MS Windows CE doesn't provide strdup(), so where should I put it? I guess I should just compile in Python/strdup.c, right?

Right.

However, where should I declare it?

I recommend pyport.h.

Also, there is HAVESTRDUP. I would actually expect that #undef HAVESTRDUP would do the trick to at least declare this, but it doesn't. I guess that most modern OS have this so this will probably just be bitrot ... right?

Wrong, I think. The macro is a side effect of AC_REPLACE_FUNCS, which will a) add strdup.c to the list of files to compile, or b) define HAVE_STRDUP.
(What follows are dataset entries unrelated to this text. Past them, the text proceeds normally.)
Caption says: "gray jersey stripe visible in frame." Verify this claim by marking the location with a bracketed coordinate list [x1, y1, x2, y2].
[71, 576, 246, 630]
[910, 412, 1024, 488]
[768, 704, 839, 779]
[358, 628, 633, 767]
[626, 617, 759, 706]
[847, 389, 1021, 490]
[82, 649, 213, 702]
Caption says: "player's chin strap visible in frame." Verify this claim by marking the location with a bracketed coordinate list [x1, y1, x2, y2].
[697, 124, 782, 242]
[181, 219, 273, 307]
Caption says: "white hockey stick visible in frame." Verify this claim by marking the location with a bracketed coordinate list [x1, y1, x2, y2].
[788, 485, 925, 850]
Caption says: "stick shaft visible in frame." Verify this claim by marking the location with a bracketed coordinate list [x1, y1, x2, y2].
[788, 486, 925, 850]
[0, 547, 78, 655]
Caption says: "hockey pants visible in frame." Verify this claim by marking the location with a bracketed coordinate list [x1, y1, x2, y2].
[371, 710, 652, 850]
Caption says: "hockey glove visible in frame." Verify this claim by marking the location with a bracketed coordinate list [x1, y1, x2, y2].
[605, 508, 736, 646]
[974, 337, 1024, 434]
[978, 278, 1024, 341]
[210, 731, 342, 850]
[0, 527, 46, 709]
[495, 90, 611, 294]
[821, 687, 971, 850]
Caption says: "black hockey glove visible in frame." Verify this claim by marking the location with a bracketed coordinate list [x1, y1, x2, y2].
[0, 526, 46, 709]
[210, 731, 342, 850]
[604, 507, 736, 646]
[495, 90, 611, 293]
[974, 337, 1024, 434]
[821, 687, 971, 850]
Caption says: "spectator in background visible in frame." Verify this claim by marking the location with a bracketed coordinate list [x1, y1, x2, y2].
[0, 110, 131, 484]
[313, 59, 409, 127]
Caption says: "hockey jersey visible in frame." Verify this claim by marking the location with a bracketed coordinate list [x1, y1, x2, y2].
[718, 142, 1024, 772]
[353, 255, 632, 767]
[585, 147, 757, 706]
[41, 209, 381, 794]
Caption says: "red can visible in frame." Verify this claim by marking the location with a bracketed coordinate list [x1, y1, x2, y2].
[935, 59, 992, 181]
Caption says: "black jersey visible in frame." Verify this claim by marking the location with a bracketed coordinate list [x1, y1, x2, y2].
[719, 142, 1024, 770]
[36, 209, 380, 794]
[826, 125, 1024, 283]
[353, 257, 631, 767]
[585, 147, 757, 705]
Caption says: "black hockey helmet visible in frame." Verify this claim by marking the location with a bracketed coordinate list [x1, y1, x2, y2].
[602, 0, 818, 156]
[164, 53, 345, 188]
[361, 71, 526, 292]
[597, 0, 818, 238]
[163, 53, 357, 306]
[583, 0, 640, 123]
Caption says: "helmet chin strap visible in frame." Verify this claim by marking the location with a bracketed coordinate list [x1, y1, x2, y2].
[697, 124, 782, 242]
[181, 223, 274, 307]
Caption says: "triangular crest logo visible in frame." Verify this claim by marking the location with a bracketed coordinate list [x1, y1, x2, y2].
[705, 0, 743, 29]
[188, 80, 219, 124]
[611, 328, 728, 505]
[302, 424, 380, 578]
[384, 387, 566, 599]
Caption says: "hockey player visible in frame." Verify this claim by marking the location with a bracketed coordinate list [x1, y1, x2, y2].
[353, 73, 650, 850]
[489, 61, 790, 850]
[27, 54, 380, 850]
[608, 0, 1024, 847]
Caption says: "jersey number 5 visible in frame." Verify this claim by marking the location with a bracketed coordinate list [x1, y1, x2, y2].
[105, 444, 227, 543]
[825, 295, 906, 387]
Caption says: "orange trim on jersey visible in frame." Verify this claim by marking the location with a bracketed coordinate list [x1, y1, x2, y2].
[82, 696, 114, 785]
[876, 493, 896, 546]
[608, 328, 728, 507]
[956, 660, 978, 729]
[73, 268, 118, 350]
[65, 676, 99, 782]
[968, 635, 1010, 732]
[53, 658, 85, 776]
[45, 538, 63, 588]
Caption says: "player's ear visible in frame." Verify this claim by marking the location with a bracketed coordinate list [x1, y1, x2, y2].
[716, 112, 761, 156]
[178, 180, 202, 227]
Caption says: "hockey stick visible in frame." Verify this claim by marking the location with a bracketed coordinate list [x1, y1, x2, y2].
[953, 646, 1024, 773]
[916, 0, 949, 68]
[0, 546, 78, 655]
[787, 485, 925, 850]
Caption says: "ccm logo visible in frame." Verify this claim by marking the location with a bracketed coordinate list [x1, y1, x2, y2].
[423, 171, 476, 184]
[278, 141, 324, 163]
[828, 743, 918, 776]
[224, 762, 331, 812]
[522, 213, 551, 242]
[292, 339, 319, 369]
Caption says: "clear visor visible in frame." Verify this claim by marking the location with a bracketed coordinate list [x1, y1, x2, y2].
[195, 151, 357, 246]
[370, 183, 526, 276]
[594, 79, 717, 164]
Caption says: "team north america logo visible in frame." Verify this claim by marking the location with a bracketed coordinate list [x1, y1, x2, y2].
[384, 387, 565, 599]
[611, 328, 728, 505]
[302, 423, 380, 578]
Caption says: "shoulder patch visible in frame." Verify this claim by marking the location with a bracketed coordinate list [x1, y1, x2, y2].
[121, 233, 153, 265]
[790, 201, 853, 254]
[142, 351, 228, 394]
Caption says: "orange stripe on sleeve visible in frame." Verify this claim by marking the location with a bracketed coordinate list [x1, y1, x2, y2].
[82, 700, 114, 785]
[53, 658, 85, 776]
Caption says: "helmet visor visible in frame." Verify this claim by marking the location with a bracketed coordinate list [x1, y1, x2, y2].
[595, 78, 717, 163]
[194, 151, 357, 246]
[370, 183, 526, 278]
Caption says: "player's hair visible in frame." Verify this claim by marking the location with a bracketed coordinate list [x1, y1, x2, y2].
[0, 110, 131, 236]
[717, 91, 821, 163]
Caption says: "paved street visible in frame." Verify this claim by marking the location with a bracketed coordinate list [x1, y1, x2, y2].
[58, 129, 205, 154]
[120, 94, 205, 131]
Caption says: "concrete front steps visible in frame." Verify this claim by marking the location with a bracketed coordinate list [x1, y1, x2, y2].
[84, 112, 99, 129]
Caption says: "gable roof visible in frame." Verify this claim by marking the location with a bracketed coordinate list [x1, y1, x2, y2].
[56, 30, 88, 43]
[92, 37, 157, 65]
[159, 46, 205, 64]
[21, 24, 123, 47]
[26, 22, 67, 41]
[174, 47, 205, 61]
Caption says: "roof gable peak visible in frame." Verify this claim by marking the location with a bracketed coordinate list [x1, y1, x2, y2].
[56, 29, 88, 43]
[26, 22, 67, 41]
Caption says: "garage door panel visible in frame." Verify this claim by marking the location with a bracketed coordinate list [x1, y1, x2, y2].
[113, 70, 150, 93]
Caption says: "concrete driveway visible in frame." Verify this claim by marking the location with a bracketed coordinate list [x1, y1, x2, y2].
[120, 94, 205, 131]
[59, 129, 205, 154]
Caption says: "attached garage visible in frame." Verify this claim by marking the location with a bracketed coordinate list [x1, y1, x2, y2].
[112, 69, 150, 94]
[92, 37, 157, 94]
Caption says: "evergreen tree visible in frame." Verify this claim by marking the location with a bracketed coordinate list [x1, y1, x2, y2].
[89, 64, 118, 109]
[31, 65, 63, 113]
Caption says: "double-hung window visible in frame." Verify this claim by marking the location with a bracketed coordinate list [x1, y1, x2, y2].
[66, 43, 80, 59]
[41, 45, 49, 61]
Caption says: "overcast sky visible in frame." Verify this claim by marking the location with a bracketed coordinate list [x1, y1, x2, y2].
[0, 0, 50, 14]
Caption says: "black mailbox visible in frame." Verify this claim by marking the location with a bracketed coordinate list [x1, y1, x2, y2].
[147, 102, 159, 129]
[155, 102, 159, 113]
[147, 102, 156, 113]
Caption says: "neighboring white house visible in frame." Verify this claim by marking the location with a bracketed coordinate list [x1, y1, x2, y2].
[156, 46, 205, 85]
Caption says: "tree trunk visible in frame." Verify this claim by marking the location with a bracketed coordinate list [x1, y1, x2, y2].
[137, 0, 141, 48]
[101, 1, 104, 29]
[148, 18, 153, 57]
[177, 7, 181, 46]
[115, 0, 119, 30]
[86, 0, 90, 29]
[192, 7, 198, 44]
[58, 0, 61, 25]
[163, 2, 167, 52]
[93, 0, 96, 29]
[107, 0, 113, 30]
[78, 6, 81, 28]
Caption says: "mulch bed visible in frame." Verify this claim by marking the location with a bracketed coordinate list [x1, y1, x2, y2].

BTW: there is another implementation (called mystrdup) in Modules/ctypes/ctypestest.c, why not use the one in Python/strdup.c there?

I guess that's historical, from the times when ctypes was still a separate package.

First difference is that I wouldn't accept NULL as valid input, e.g. the glibc implementation doesn't either and GCC even warns you if you call strdup(NULL). Secondly, I would have used memcpy(), since the length is already known and then potentially quicker. Should I write a patch?

Is that really worth it? It works as-is, doesn't it?